I have no dog in this fight and I am not choosing sides.
To be fair to schweiz, he did say his trend following system had good win/loss but not high (< 100%) win rate, so whenever he incurred a losing trade, he switched over to his "recovery mode" which had a very high win rate (~100%) but low win/loss ratio, this, until he recovered his losses then he switch back to trend following. This to me is his key contribution to this thread.
To me his suggestion of reducing risk when one has a losing situation by switching to a lower risk higher probability approach is worthy of my consideration and I thank schweiz for his suggestion.
The idea sounds really good, and I can't fault the idea, but how does it work in practice?
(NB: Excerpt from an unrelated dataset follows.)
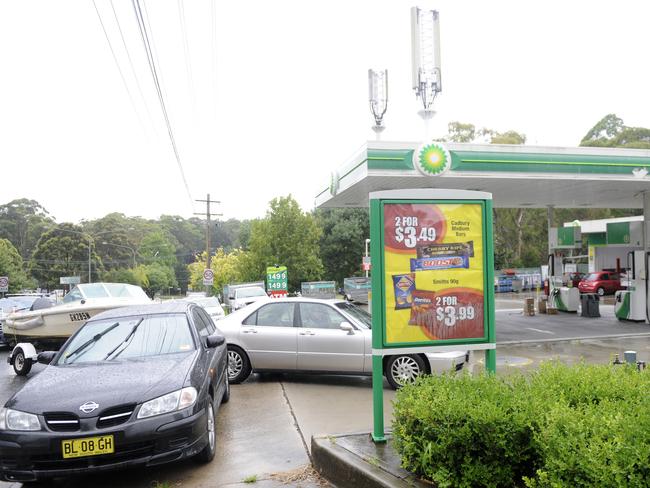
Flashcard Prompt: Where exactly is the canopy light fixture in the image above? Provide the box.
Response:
[411,6,441,120]
[368,69,388,139]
Sure, take a trade, risk 3 points, hope to make 10, and if you don't make 10, switch to another strategy. This new strategy though, since its making smaller gains, has to have a much higher win rate because you gotta roll the dice a few times and be right. It begs the question though, why not start with the strategy that already has a very high win rate?
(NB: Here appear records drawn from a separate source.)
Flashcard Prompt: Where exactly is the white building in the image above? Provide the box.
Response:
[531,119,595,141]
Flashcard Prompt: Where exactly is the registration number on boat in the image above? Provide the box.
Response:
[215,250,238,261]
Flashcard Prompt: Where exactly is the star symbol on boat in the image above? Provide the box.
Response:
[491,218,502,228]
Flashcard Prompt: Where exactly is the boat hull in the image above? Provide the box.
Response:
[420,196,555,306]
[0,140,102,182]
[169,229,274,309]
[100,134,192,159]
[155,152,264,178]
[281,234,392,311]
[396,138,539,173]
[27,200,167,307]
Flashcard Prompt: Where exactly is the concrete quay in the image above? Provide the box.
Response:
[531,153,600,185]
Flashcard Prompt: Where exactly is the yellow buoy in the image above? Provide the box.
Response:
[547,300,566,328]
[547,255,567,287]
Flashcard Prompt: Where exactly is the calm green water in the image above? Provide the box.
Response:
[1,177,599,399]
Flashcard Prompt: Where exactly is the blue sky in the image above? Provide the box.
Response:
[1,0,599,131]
His suggestion that commissions is a factor is total bullshit. Commissions are only a factor for those who hope to make the spread, which hopefully nobody is trying to do anymore given HFTs and algos, or if your edge is so bad that commissions do actually make you go from positive to negative.
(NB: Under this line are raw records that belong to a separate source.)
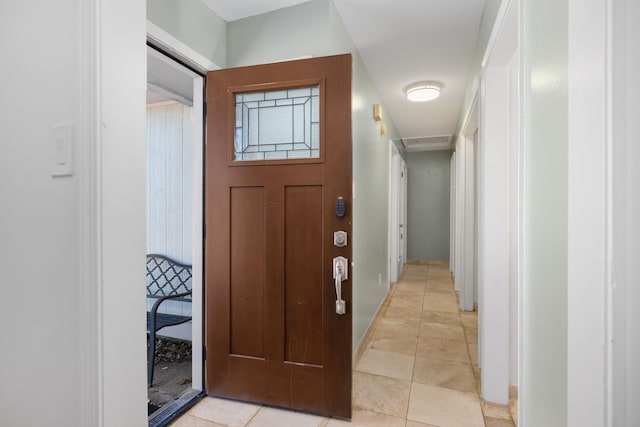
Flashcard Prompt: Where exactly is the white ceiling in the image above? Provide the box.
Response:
[202,0,486,149]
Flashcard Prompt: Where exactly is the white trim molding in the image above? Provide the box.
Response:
[147,21,220,73]
[77,0,102,425]
[567,0,610,425]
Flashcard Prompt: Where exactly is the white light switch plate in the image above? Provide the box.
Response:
[52,123,74,177]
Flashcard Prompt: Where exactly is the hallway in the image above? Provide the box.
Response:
[170,262,516,426]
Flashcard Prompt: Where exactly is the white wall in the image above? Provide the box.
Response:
[612,1,640,424]
[478,65,510,404]
[0,1,148,426]
[609,0,640,426]
[100,0,148,425]
[507,52,519,387]
[566,0,608,424]
[0,2,81,425]
[521,0,568,424]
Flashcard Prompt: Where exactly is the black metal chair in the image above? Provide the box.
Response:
[146,254,192,387]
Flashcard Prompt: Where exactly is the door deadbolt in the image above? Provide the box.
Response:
[333,230,347,247]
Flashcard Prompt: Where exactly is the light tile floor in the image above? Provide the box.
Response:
[170,262,516,427]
Lets run the numbers. 1 ES contract, per round trip, is usually in the order of $4 and change. Since 1 ES tick is $12.50 profit, it means that your commission is only 1/3 of a tick. If you can make 1 ES point, $50, with an almost 100% win rate, does losing $4 really matter that much? Do you really stop trading a system that gains you one 1 point because you don't want to pay $4 and pocket $46? If you're trading 10 contracts, not an unreasonable number for an experienced trader, this is $460 profit each time you put on a damn trade. Who is going to complain about commissions when making this much money?
Now you might say that trading 10 contracts is stressful, and sure it is, because most know that they are no where close to a 100% win rate. But how stressed out can you be if this is your win rate? You're only stressed out when you know you don't win 9 out of 10 times.
Perhaps the trade isn't 1:1, so when he loses, he loses more than the 1-2 ES points that he gets when he wins.
Lets some some simulations. Here it is, assuming a 90% win rate, taking into account $4 commissions, and using a simple 1:1 trade, making or losing 1 ES points, hence $50. People would kill for this equity curve.
Ok, lets make this a bit more challenging. Lets now say that when he losses, he loses $200, so 4 ES points. This should be an exaggeration because his trend system has a 3 point stop he says, so using a 4 point stop is silly, but still, lets run it.
Notice that running this simulation 200 times, the lowest PnL is still over 1k. So even this is still profitable.
So you see, the theory of what he says sounds great, but in practice, there are some huge limits that need to be overcome.
A rule I go by is that when anyone has extraordinary claims, its very important to be able to back them up. Unless he can, which he has already said repeatedly that he won't, don't put too much effort into following his "advice".
Edit: Perhaps if he comes back to say that the almost 100% win rate does sometimes suffer a 10 point stop, well then, this is a very important clue that blows it all apart.